AIYYAR, T.L. VENKATARAMA DAS, S.K.

HIDAYATULLAH, M.

SHAH, J.C.

CITATION: 1961 AIR 1389 1962 SCR (1) 512

ACT:

Income Tax-Surcharge-"Federal purposes" and "for the purposes of the Central Government", Meaning of-Finance Act, 1942 (XII of 1942), s. 8(1)-Government of India Act, 1935 (25 and 26 Geo. V. Ch. 42), ss. 100, 124(1), 138(1) Proviso (b), 313, Seventh Schedule item 54, List I, General Clauses Act, 1897 (10 of 1897), ss. 3(8ab) (a), 18a.

HEADNOTE:

The petitioners as partners of a registered firm were assessed to income-tax for the relevant assessment years.

Thereafter they made a disclosure of their income under a "Voluntary Disclosure Scheme" regarding profits which had escaped assessment, and on reassessment of the disclosed income income-tax, super-tax and surcharge were levied. The levy of surcharge but not income-tax and super-tax was challenged as unauthorised.

Held, that the power to legislate for levy of tax on income was conferred upon the Federal Legislature by s. 100 subss. (1) and (2) of the Government of India Act, 1935, and item 54 of List I of the Seventh Schedule and the Federal Legislature was competent under that entry to legislate in regard to the levy of a surcharge on tax; s. 138(1) proviso (b) did not restrict the amplitude of that legislative power.

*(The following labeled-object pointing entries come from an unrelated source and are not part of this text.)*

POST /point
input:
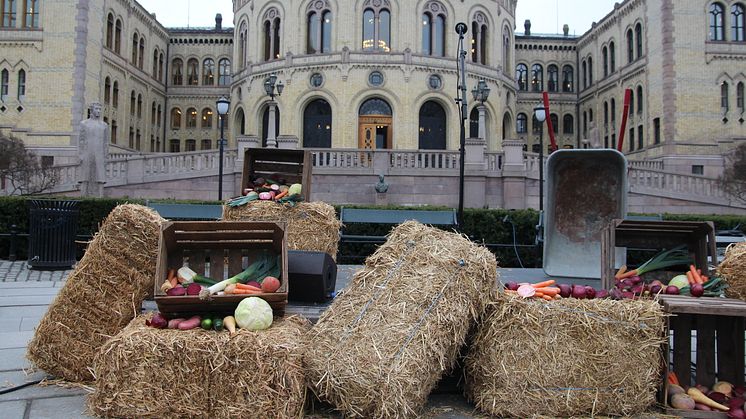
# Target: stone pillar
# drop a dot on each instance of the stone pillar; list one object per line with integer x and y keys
{"x": 287, "y": 142}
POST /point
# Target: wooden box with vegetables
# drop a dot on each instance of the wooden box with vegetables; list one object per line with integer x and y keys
{"x": 276, "y": 171}
{"x": 208, "y": 267}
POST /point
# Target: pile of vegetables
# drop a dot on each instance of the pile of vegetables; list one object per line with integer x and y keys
{"x": 722, "y": 397}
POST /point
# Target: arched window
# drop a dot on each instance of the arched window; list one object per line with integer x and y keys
{"x": 521, "y": 123}
{"x": 208, "y": 72}
{"x": 107, "y": 90}
{"x": 567, "y": 79}
{"x": 191, "y": 118}
{"x": 377, "y": 26}
{"x": 737, "y": 23}
{"x": 319, "y": 22}
{"x": 552, "y": 78}
{"x": 109, "y": 31}
{"x": 243, "y": 35}
{"x": 118, "y": 36}
{"x": 177, "y": 72}
{"x": 433, "y": 29}
{"x": 115, "y": 94}
{"x": 479, "y": 38}
{"x": 630, "y": 46}
{"x": 271, "y": 34}
{"x": 224, "y": 72}
{"x": 175, "y": 118}
{"x": 192, "y": 72}
{"x": 521, "y": 76}
{"x": 317, "y": 124}
{"x": 432, "y": 126}
{"x": 206, "y": 121}
{"x": 716, "y": 22}
{"x": 568, "y": 124}
{"x": 537, "y": 78}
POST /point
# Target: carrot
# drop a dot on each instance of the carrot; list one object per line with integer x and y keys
{"x": 543, "y": 283}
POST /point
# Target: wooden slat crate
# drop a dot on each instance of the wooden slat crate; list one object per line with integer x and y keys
{"x": 698, "y": 236}
{"x": 707, "y": 333}
{"x": 291, "y": 165}
{"x": 218, "y": 250}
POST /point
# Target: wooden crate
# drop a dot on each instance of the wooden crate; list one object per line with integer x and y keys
{"x": 709, "y": 334}
{"x": 217, "y": 250}
{"x": 698, "y": 236}
{"x": 291, "y": 165}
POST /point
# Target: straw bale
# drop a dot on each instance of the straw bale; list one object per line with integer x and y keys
{"x": 102, "y": 294}
{"x": 733, "y": 269}
{"x": 160, "y": 373}
{"x": 566, "y": 358}
{"x": 388, "y": 337}
{"x": 311, "y": 226}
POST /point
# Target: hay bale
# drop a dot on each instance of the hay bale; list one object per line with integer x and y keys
{"x": 160, "y": 373}
{"x": 312, "y": 226}
{"x": 386, "y": 340}
{"x": 102, "y": 294}
{"x": 566, "y": 358}
{"x": 733, "y": 269}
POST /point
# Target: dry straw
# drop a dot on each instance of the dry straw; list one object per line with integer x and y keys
{"x": 733, "y": 269}
{"x": 161, "y": 373}
{"x": 566, "y": 358}
{"x": 311, "y": 226}
{"x": 102, "y": 294}
{"x": 386, "y": 340}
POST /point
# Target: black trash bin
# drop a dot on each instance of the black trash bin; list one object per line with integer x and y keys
{"x": 53, "y": 226}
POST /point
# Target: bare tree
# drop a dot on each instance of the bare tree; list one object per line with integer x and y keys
{"x": 21, "y": 172}
{"x": 733, "y": 180}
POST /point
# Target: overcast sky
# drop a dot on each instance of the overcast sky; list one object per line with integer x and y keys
{"x": 547, "y": 16}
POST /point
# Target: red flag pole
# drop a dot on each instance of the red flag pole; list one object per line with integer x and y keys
{"x": 627, "y": 99}
{"x": 549, "y": 122}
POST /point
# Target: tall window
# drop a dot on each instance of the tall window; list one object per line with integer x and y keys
{"x": 537, "y": 78}
{"x": 377, "y": 26}
{"x": 568, "y": 124}
{"x": 432, "y": 126}
{"x": 552, "y": 78}
{"x": 319, "y": 22}
{"x": 224, "y": 72}
{"x": 521, "y": 76}
{"x": 271, "y": 34}
{"x": 109, "y": 31}
{"x": 737, "y": 22}
{"x": 208, "y": 72}
{"x": 177, "y": 75}
{"x": 479, "y": 38}
{"x": 716, "y": 22}
{"x": 175, "y": 118}
{"x": 206, "y": 120}
{"x": 9, "y": 13}
{"x": 118, "y": 37}
{"x": 317, "y": 124}
{"x": 433, "y": 29}
{"x": 521, "y": 123}
{"x": 192, "y": 72}
{"x": 567, "y": 79}
{"x": 630, "y": 46}
{"x": 31, "y": 14}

The term "Federal purposes" in s. 138 is not defined in the Government of India Act nor in the General Clauses Act; but there is sufficient indication in the section itself that surcharges were to form part of the Revenues of the Federation and such Revenues were to be expended for the purposes therein mentioned. The concept of the words "purposes of the Central Government" under the General Clauses Act was not different from what was intended by the use of the words "Federal purposes" in s. 138(i) proviso (b) of the Government of India Act.

ORIGINAL JURISDICTION: Petitions Nos. 140 and 177 to 191 of 1959.

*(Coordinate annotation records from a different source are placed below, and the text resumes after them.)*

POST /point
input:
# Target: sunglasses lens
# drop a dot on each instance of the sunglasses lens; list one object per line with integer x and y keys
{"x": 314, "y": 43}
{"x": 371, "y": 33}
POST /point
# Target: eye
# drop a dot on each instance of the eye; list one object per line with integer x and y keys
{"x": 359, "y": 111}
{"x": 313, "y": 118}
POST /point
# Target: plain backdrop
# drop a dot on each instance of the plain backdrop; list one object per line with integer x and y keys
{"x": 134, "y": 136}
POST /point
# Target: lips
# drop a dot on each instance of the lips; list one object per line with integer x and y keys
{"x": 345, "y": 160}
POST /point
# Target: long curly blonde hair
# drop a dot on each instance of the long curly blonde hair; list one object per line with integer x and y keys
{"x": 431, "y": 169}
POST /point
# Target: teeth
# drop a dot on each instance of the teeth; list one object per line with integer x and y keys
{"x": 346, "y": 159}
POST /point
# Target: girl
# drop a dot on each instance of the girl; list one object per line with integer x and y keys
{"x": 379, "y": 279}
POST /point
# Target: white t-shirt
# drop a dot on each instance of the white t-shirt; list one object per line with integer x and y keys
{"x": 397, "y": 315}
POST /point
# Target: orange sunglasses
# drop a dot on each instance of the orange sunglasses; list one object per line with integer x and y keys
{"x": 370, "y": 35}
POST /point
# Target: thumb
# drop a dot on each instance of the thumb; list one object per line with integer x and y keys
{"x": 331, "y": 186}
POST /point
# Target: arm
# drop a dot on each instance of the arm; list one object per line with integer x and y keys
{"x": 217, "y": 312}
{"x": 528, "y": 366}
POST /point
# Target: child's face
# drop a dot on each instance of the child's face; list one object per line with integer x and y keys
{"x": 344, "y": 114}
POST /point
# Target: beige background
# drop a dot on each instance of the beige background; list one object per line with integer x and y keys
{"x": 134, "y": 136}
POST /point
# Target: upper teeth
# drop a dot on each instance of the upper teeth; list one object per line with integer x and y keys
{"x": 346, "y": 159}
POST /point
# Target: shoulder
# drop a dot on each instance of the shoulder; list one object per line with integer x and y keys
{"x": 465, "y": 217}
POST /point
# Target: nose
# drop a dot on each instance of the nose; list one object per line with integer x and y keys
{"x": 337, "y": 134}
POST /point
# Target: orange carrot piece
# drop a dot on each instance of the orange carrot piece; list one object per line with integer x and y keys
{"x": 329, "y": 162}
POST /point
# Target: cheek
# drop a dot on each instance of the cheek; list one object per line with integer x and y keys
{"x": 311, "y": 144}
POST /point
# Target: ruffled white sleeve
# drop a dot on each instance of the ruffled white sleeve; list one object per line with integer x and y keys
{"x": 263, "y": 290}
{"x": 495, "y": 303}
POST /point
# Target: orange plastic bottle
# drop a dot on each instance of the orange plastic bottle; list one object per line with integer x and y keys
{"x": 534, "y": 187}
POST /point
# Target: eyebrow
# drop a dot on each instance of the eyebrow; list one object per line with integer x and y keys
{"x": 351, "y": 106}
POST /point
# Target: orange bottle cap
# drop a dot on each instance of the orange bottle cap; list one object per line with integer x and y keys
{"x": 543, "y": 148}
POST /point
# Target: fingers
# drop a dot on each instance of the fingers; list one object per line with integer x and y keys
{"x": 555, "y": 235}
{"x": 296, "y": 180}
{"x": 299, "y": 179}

Petitions under Article 32 of the Constitution of India for enforcement of Fundamental Rights.

M. R. M. Abdul Karim and K. R. Choudhury, for petitioners.

K. N. Rajagopala Sastri and D. Gupta, for respondents.

513 1961. March 22. The Judgment of the Court was delivered by KAPUR, J.-These are sixteen petitions under Art. 32 of the Constitution challenging the legality of the imposition of surcharge imposed on the income of the assessees under the Finance Acts of 1942, 1943, 1944 and 1945. The assessment relates to four assessment years 1942-43, 1943-44, 1944-45 and 1945-46.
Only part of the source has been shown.